Tuesday, April 22, 2008

Return of the Flying Fuckers

I went out on my back balcony today.

BIG mistake!

There were not one, two, or three or four, but FIVE FUCKING WASP NESTS out there. Five that I saw anyhow. Who knows how many were lurking out of sight!

One on my living room to balcony door, two on various parts of the ceiling and one on my storage door. They would have nailed my sliding glass door if they could have! Though, they got as close as they could and placed one on the wall right above the door. They have succeeded in wasping all 4 sides of my balcony.

So, off we went to the Walmarts for some Raid. Miss E started screaming about 1.2 seconds inside the door.
She continued screaming through the auto section, where we got some coolant and an oh-so-handy funnel.
She kept on screaming until we hit the magical toy department. She spotted the Tower O Balls and turned on the charm. She usually chooses not to speak, but kept pointing and looking and me and saying BAAA BAAA (ball! ball!).
I had a choice:
A.) Pass the balls and listen to renewed, louder/screechier screeching.
B.) Give her a ball, just like the one we already have at home, and chase it around as she pitches it out willy-nilly on random sides of the cart and shrieks with laughter when Mama has to chase it.

Option B, it is!

12 ball chases later, we found the insect repellent. I hate this friggen store.

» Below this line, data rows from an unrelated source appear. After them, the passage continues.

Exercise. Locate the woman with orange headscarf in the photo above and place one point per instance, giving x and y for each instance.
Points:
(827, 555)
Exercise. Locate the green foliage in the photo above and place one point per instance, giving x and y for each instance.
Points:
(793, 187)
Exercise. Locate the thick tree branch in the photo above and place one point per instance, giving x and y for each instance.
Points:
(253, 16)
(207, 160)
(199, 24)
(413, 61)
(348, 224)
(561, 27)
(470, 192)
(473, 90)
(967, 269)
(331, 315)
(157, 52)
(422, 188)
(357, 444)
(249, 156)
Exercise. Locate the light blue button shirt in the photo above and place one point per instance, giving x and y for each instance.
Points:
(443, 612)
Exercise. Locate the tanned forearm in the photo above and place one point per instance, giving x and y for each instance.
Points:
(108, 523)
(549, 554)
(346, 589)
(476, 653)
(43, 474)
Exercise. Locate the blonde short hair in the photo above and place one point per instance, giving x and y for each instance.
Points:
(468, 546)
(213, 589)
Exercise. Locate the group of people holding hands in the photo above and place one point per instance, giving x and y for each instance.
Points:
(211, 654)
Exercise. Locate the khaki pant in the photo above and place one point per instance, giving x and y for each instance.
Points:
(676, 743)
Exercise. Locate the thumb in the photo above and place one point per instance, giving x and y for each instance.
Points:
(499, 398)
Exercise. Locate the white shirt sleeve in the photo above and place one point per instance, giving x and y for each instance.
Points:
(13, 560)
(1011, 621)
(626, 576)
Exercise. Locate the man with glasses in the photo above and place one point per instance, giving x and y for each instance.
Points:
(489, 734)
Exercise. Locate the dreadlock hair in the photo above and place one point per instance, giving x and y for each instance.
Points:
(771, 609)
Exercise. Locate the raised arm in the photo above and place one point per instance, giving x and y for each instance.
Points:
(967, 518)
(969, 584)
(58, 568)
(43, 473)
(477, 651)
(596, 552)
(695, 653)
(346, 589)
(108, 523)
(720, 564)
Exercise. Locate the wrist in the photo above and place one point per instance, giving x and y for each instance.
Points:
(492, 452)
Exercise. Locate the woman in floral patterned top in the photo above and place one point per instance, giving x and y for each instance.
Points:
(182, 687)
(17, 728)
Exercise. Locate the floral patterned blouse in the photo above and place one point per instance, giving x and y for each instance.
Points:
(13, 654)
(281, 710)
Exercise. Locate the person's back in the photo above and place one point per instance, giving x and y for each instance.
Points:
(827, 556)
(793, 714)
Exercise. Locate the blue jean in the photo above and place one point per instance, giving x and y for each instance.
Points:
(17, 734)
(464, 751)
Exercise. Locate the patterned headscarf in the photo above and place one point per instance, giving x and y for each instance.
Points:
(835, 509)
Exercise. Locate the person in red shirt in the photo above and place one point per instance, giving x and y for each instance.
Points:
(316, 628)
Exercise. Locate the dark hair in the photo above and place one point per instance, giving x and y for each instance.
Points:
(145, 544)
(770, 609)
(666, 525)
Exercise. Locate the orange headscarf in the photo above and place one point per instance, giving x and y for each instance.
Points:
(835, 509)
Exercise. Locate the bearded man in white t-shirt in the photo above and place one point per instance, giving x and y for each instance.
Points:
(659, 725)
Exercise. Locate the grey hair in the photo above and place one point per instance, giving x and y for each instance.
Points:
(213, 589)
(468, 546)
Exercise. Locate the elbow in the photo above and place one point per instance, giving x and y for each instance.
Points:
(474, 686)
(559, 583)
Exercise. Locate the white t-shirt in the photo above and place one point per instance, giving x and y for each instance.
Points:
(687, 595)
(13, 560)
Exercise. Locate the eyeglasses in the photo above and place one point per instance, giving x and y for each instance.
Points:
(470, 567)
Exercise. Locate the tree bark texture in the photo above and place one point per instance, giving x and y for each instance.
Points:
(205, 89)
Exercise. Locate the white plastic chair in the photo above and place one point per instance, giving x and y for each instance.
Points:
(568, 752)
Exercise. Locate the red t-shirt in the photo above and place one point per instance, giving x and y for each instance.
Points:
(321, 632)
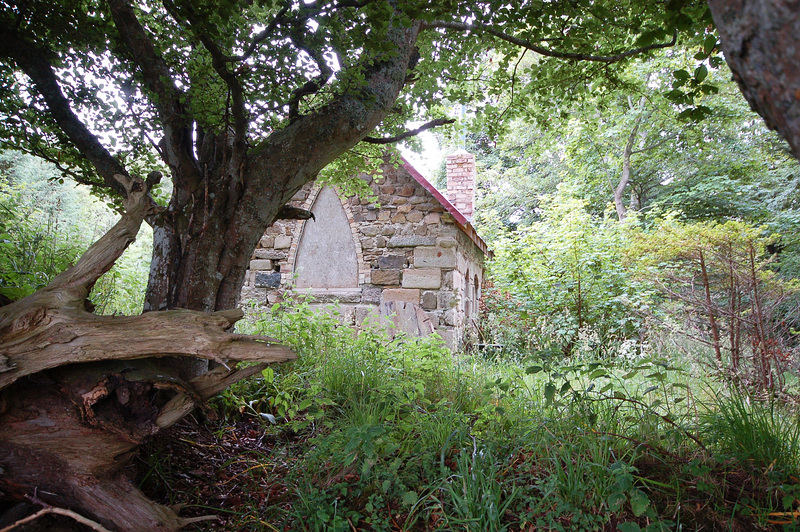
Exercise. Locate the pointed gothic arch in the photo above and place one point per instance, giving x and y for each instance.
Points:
(326, 255)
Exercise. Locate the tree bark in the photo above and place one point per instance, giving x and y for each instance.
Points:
(760, 41)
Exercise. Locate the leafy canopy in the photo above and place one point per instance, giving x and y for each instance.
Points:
(265, 63)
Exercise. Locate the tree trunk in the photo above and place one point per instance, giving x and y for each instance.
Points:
(760, 41)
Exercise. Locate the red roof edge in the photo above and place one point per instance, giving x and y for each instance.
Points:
(460, 219)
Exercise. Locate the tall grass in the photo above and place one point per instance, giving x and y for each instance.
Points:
(397, 433)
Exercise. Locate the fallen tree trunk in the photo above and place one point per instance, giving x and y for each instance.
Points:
(80, 392)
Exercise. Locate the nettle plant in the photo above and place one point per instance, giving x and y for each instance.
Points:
(565, 278)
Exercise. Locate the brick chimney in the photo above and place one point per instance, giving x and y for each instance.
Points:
(461, 182)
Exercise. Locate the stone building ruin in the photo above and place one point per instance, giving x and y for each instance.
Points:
(409, 255)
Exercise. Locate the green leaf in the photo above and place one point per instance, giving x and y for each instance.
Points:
(700, 73)
(709, 43)
(410, 498)
(639, 501)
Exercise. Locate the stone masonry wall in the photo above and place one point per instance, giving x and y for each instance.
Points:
(409, 251)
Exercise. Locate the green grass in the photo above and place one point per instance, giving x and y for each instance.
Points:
(398, 434)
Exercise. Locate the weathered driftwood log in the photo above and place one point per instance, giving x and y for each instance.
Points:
(80, 392)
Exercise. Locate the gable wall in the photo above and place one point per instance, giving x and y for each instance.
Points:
(410, 254)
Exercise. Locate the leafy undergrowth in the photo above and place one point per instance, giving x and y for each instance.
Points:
(365, 432)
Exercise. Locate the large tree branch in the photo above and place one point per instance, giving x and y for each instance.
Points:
(158, 78)
(524, 43)
(411, 133)
(65, 336)
(294, 155)
(760, 41)
(35, 62)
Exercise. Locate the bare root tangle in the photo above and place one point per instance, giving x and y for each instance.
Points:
(80, 392)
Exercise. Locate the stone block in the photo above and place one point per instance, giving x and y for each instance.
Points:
(261, 264)
(411, 241)
(268, 280)
(434, 257)
(384, 277)
(446, 299)
(370, 315)
(448, 280)
(432, 218)
(429, 300)
(283, 242)
(422, 278)
(343, 295)
(401, 294)
(389, 262)
(450, 317)
(253, 294)
(371, 294)
(414, 217)
(371, 230)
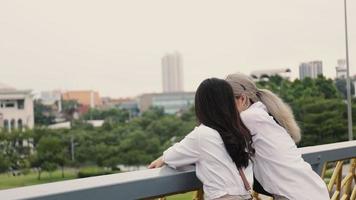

5 more ball chases land us at the closest possible cash register. It's the most contained since it's the cigarette register and there is an aisle immediately to the right. Less possible places for the ball to go.

----
30 Minutes Later

I'm strategizing for the most efficient method for Raiding. It's not really safe, no matter how I go about it, so I say Fuck the planning and get to work.
I carefully open the living room to balcony door (which has a nest on the door itself, mind you) and check for wasps. I don't see any. The nests are vacant. I rustle up some cojones. I aim the can at the furthest nest and press the trigger.
Nothing.
FUCK!
It occurs to me that there is probably some sort of safety feature to keep morons from spraying it in the store. I break off the damn tab and get to work.

In a matter of 30 seconds, I've soaked the storage door nest and all 3 on the ceiling. I spot a returning wasp and bolt back inside. I lock the door. You know, just in case they have learned how to turn a doorknob.

I run to my sliding glass door (from my room to the balcony) to keep an eye on the wasp. It flies off. I quietly slide open the door. It comes back. I slam the door, and run away.

5 minutes later I go check out the situation. No wasps.

I open the sliding door a crack and stick my hand/can out. I spray the living room door nest for all of 2 seconds before the friggen wasp returns. I slam the door, lock it, close the blinds, leave my room, and then close my bedroom door for good measure. I quit!